Maybe that’s what the journalist who said that off comment was really projecting. I’m old enough to remember growing up without Facebook, before the term “content” fast became ubiquitous. Whether we’re talking about my words in journalism, liberated from meaning, or a song sold to a Ford Fiesta. Your idea suggests that until we realize how the internet changed us, we accept that everything we’re appreciating and everything we call art is still just content, commoditized because it’s interchangeable and there could be something else there next week that wouldn’t do anything different to our brains.
I totally agree. You figure that the mass brain is going to see that movie on Saturday night with Adam Sandler is a worthless piece of shit, but they just keep going.

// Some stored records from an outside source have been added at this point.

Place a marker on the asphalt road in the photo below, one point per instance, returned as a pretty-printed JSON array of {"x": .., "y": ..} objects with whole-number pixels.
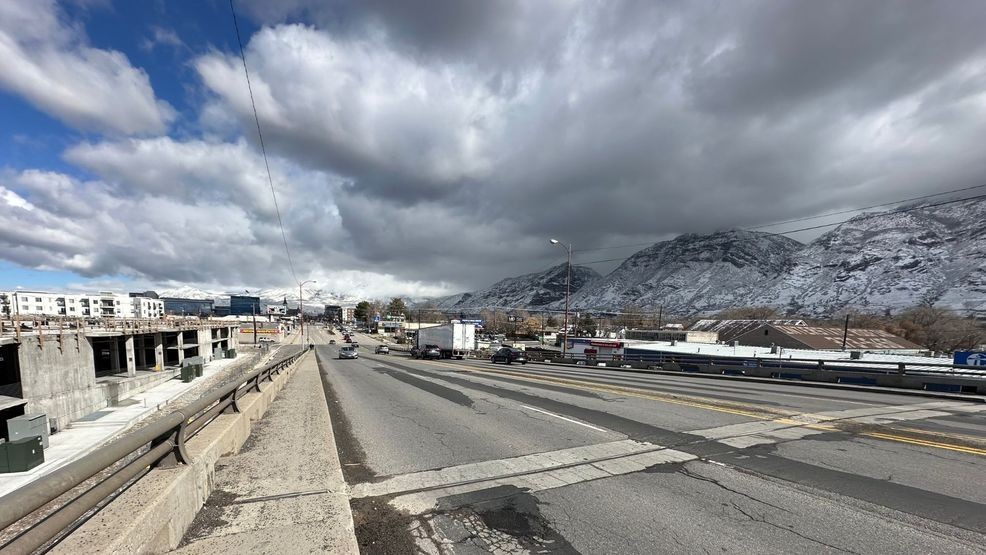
[{"x": 470, "y": 457}]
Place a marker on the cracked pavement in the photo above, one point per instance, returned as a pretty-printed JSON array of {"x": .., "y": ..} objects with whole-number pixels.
[{"x": 831, "y": 491}]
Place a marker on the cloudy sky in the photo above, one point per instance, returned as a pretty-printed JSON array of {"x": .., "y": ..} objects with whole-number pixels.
[{"x": 424, "y": 148}]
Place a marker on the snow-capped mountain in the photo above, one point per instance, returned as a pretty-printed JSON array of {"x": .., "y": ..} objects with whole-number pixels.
[
  {"x": 694, "y": 273},
  {"x": 530, "y": 290},
  {"x": 314, "y": 298},
  {"x": 873, "y": 262},
  {"x": 893, "y": 261}
]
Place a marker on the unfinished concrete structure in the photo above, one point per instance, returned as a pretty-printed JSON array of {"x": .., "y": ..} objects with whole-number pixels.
[{"x": 76, "y": 370}]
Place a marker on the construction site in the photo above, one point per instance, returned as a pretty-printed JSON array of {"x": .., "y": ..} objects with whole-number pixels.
[{"x": 69, "y": 368}]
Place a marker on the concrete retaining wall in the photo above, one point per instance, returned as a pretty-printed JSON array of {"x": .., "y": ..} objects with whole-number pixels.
[{"x": 153, "y": 515}]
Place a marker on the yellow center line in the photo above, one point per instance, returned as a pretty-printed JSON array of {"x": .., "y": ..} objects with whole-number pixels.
[
  {"x": 705, "y": 404},
  {"x": 696, "y": 402},
  {"x": 925, "y": 443}
]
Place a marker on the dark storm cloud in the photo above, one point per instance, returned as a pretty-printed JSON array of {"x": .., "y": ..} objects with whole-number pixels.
[{"x": 469, "y": 132}]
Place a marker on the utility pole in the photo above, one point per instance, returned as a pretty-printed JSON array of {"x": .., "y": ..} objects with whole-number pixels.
[
  {"x": 301, "y": 307},
  {"x": 845, "y": 333},
  {"x": 568, "y": 293}
]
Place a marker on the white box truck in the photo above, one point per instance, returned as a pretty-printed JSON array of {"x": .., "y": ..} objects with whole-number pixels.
[{"x": 454, "y": 340}]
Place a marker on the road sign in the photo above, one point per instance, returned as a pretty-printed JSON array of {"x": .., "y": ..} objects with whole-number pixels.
[{"x": 970, "y": 358}]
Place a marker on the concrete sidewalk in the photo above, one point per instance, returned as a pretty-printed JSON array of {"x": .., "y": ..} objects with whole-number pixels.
[{"x": 284, "y": 491}]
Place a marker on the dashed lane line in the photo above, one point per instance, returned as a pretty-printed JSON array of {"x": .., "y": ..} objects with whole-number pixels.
[{"x": 780, "y": 425}]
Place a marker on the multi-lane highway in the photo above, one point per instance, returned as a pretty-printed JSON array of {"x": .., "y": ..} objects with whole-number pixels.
[{"x": 467, "y": 457}]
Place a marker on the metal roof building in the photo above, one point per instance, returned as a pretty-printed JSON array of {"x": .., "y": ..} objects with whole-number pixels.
[
  {"x": 827, "y": 338},
  {"x": 731, "y": 329}
]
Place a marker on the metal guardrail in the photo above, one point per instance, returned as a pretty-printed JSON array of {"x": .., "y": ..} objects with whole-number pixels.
[
  {"x": 837, "y": 365},
  {"x": 164, "y": 440}
]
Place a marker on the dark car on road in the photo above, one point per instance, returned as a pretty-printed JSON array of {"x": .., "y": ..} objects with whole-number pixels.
[
  {"x": 429, "y": 351},
  {"x": 508, "y": 355}
]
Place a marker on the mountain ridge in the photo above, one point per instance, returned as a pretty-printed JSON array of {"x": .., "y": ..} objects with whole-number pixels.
[{"x": 881, "y": 261}]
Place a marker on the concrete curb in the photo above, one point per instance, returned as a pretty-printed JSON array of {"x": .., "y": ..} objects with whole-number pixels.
[
  {"x": 153, "y": 514},
  {"x": 802, "y": 383}
]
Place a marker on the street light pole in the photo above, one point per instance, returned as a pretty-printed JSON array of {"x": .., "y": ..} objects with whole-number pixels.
[
  {"x": 301, "y": 306},
  {"x": 568, "y": 292}
]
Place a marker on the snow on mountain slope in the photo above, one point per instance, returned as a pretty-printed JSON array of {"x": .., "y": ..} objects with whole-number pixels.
[
  {"x": 894, "y": 261},
  {"x": 890, "y": 261},
  {"x": 694, "y": 273},
  {"x": 530, "y": 290}
]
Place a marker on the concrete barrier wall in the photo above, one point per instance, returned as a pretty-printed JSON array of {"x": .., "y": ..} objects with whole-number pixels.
[{"x": 153, "y": 515}]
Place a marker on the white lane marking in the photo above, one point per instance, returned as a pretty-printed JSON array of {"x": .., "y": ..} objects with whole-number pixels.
[
  {"x": 748, "y": 434},
  {"x": 549, "y": 478},
  {"x": 565, "y": 419},
  {"x": 500, "y": 468}
]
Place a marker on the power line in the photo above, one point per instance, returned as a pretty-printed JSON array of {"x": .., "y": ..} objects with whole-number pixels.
[
  {"x": 882, "y": 214},
  {"x": 851, "y": 210},
  {"x": 263, "y": 148}
]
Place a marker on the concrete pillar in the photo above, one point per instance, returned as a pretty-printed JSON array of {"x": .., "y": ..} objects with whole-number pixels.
[
  {"x": 141, "y": 347},
  {"x": 115, "y": 354},
  {"x": 181, "y": 348},
  {"x": 159, "y": 351},
  {"x": 131, "y": 356},
  {"x": 205, "y": 344}
]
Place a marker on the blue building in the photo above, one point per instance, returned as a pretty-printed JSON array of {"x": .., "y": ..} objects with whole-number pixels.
[
  {"x": 243, "y": 305},
  {"x": 188, "y": 307}
]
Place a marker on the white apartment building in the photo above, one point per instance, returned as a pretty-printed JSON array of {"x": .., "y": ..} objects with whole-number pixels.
[
  {"x": 105, "y": 304},
  {"x": 348, "y": 313}
]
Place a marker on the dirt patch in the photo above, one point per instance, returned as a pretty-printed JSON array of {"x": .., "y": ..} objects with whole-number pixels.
[
  {"x": 381, "y": 529},
  {"x": 209, "y": 517}
]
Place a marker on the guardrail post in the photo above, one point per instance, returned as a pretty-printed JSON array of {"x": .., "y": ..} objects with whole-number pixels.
[
  {"x": 256, "y": 383},
  {"x": 177, "y": 455},
  {"x": 233, "y": 405}
]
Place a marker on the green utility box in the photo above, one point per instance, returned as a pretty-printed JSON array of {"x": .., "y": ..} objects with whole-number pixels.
[{"x": 21, "y": 455}]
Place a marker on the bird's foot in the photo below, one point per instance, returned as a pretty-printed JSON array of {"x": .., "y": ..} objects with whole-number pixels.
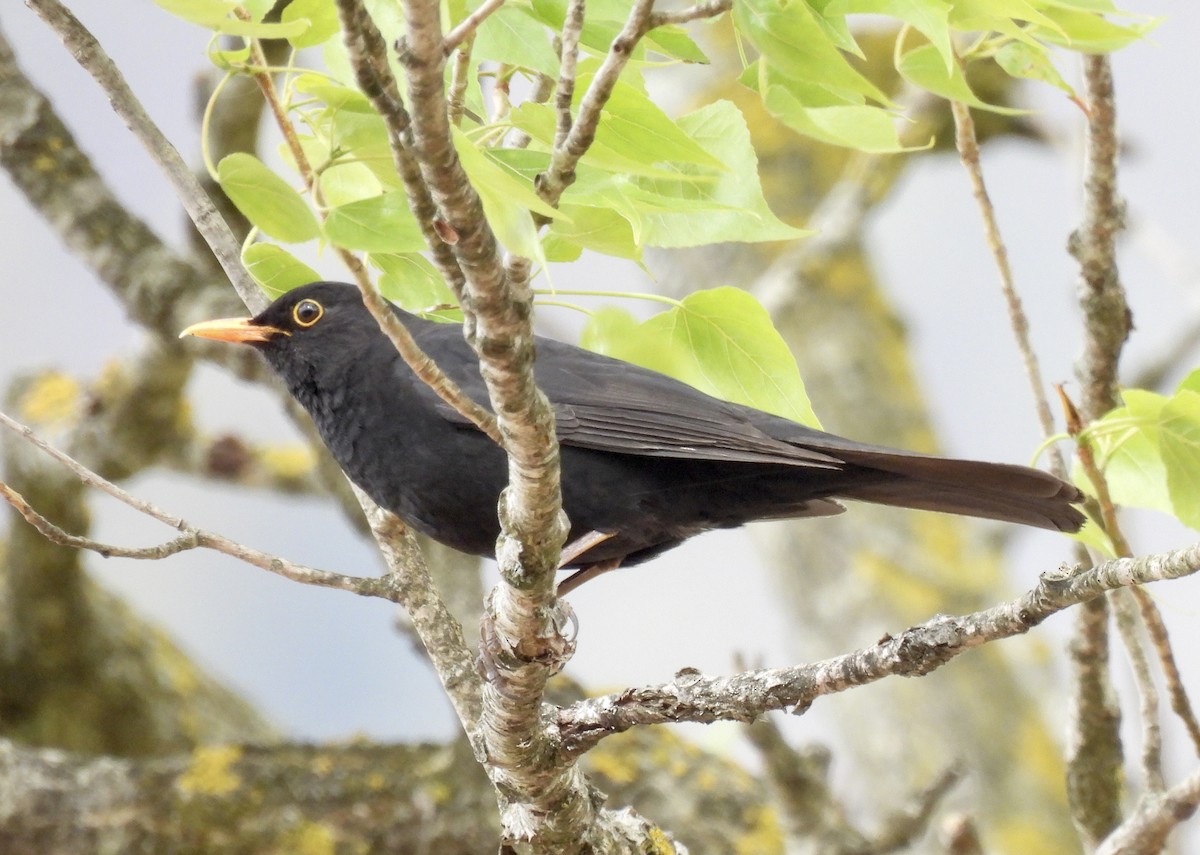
[
  {"x": 582, "y": 544},
  {"x": 582, "y": 575}
]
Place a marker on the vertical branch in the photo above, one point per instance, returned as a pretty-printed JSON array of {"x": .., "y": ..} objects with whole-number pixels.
[
  {"x": 1093, "y": 749},
  {"x": 969, "y": 153},
  {"x": 1095, "y": 752},
  {"x": 1107, "y": 316},
  {"x": 569, "y": 51},
  {"x": 88, "y": 53}
]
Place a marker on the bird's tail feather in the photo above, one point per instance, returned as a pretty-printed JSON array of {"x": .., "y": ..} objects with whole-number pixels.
[{"x": 994, "y": 491}]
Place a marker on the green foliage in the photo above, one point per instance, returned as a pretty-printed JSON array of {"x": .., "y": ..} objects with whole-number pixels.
[
  {"x": 275, "y": 269},
  {"x": 1150, "y": 450},
  {"x": 267, "y": 199},
  {"x": 652, "y": 177}
]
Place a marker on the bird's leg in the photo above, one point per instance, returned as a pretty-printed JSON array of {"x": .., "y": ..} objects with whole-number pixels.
[
  {"x": 589, "y": 572},
  {"x": 580, "y": 545}
]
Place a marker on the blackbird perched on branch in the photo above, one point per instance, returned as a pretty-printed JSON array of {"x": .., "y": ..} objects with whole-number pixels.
[{"x": 647, "y": 460}]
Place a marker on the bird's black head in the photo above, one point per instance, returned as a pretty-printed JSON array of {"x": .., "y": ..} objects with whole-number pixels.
[
  {"x": 315, "y": 315},
  {"x": 310, "y": 330}
]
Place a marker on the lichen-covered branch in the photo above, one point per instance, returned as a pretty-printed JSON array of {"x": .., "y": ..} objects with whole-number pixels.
[
  {"x": 89, "y": 54},
  {"x": 1095, "y": 757},
  {"x": 1146, "y": 829},
  {"x": 969, "y": 153},
  {"x": 1107, "y": 316},
  {"x": 468, "y": 25},
  {"x": 190, "y": 538},
  {"x": 691, "y": 697}
]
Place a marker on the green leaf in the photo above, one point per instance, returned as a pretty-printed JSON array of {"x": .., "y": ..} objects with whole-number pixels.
[
  {"x": 1090, "y": 33},
  {"x": 593, "y": 228},
  {"x": 792, "y": 39},
  {"x": 510, "y": 35},
  {"x": 1127, "y": 448},
  {"x": 675, "y": 42},
  {"x": 1020, "y": 59},
  {"x": 267, "y": 199},
  {"x": 857, "y": 126},
  {"x": 923, "y": 66},
  {"x": 345, "y": 183},
  {"x": 736, "y": 207},
  {"x": 507, "y": 197},
  {"x": 1189, "y": 383},
  {"x": 412, "y": 282},
  {"x": 1179, "y": 430},
  {"x": 217, "y": 16},
  {"x": 383, "y": 223},
  {"x": 322, "y": 17},
  {"x": 538, "y": 120},
  {"x": 275, "y": 269},
  {"x": 720, "y": 341},
  {"x": 930, "y": 18},
  {"x": 635, "y": 127}
]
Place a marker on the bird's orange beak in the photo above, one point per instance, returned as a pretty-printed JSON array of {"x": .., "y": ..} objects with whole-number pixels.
[{"x": 240, "y": 330}]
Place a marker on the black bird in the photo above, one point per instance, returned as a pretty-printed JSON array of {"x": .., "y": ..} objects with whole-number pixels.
[{"x": 647, "y": 460}]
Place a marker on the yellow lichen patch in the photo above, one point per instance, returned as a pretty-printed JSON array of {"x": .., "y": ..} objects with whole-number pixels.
[
  {"x": 660, "y": 844},
  {"x": 907, "y": 596},
  {"x": 763, "y": 833},
  {"x": 52, "y": 399},
  {"x": 288, "y": 461},
  {"x": 616, "y": 765},
  {"x": 311, "y": 838},
  {"x": 438, "y": 793},
  {"x": 211, "y": 771}
]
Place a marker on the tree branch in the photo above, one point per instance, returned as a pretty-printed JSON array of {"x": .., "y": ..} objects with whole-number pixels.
[
  {"x": 709, "y": 9},
  {"x": 561, "y": 173},
  {"x": 191, "y": 537},
  {"x": 88, "y": 53},
  {"x": 969, "y": 153},
  {"x": 1107, "y": 316},
  {"x": 919, "y": 650},
  {"x": 1156, "y": 817},
  {"x": 468, "y": 25}
]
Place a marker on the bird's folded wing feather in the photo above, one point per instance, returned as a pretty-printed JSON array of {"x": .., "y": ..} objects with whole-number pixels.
[{"x": 613, "y": 406}]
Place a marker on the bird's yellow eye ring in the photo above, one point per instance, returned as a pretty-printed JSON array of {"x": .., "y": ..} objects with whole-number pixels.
[{"x": 307, "y": 312}]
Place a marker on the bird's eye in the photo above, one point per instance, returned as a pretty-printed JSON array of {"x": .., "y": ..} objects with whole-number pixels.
[{"x": 307, "y": 312}]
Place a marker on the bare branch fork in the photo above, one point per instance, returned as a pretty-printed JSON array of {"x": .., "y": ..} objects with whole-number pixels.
[
  {"x": 441, "y": 634},
  {"x": 691, "y": 697},
  {"x": 191, "y": 537}
]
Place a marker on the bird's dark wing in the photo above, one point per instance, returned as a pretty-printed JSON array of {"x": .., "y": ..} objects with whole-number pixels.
[{"x": 613, "y": 406}]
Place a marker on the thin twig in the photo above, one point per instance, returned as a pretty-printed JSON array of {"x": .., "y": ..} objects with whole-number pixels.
[
  {"x": 1095, "y": 754},
  {"x": 1156, "y": 628},
  {"x": 88, "y": 53},
  {"x": 385, "y": 99},
  {"x": 691, "y": 697},
  {"x": 191, "y": 537},
  {"x": 1147, "y": 693},
  {"x": 569, "y": 52},
  {"x": 709, "y": 9},
  {"x": 969, "y": 153},
  {"x": 369, "y": 58},
  {"x": 57, "y": 536},
  {"x": 1095, "y": 757},
  {"x": 1156, "y": 817},
  {"x": 467, "y": 27},
  {"x": 901, "y": 829},
  {"x": 564, "y": 157},
  {"x": 1107, "y": 316},
  {"x": 456, "y": 102}
]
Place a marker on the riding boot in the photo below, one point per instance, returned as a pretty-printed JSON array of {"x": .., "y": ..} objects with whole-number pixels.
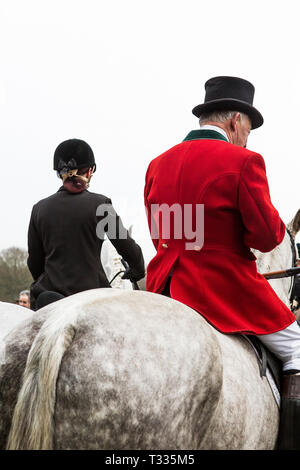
[{"x": 289, "y": 427}]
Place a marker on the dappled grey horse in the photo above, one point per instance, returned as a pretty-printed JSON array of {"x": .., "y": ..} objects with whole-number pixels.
[{"x": 118, "y": 369}]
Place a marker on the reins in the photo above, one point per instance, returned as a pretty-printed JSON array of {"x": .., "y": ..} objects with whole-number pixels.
[{"x": 291, "y": 272}]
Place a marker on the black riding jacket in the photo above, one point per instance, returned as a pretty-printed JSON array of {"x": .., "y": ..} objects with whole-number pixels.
[{"x": 65, "y": 236}]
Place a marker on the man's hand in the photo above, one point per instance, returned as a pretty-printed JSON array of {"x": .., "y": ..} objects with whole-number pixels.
[{"x": 132, "y": 274}]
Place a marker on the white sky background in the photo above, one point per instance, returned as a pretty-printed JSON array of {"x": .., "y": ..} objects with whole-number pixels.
[{"x": 124, "y": 76}]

Any sort of wooden Trojan Horse can be thrown in front of an audience and they’ll still just clap away, you know?
As an artist you’re always looking up at this mountain that extends into the sky to a level that never really ever ends. It’s a lot like Kafka. The idea of trying to climb that mountain to win some sort of race is so absurd, and at this point everybody knows that the jig is up. That there’s no true reward at the top of this endless mountain.
Yeah! Well I thought about Kafka when you talked about timelessness because in The Trial that scene within a scene, the parable about the man trying to stand before The Law is always told the gates aren’t open, “not now.” But it’s always right now. The immediacy of something happening is always dangled right in front of our faces—the promises of government, of a prosperous nation, FDR’s New Deal.
You have to protect yourself at this point. I have to brace myself for a big blast of silence after this record comes out. What’s gonna change? I have to get back to work.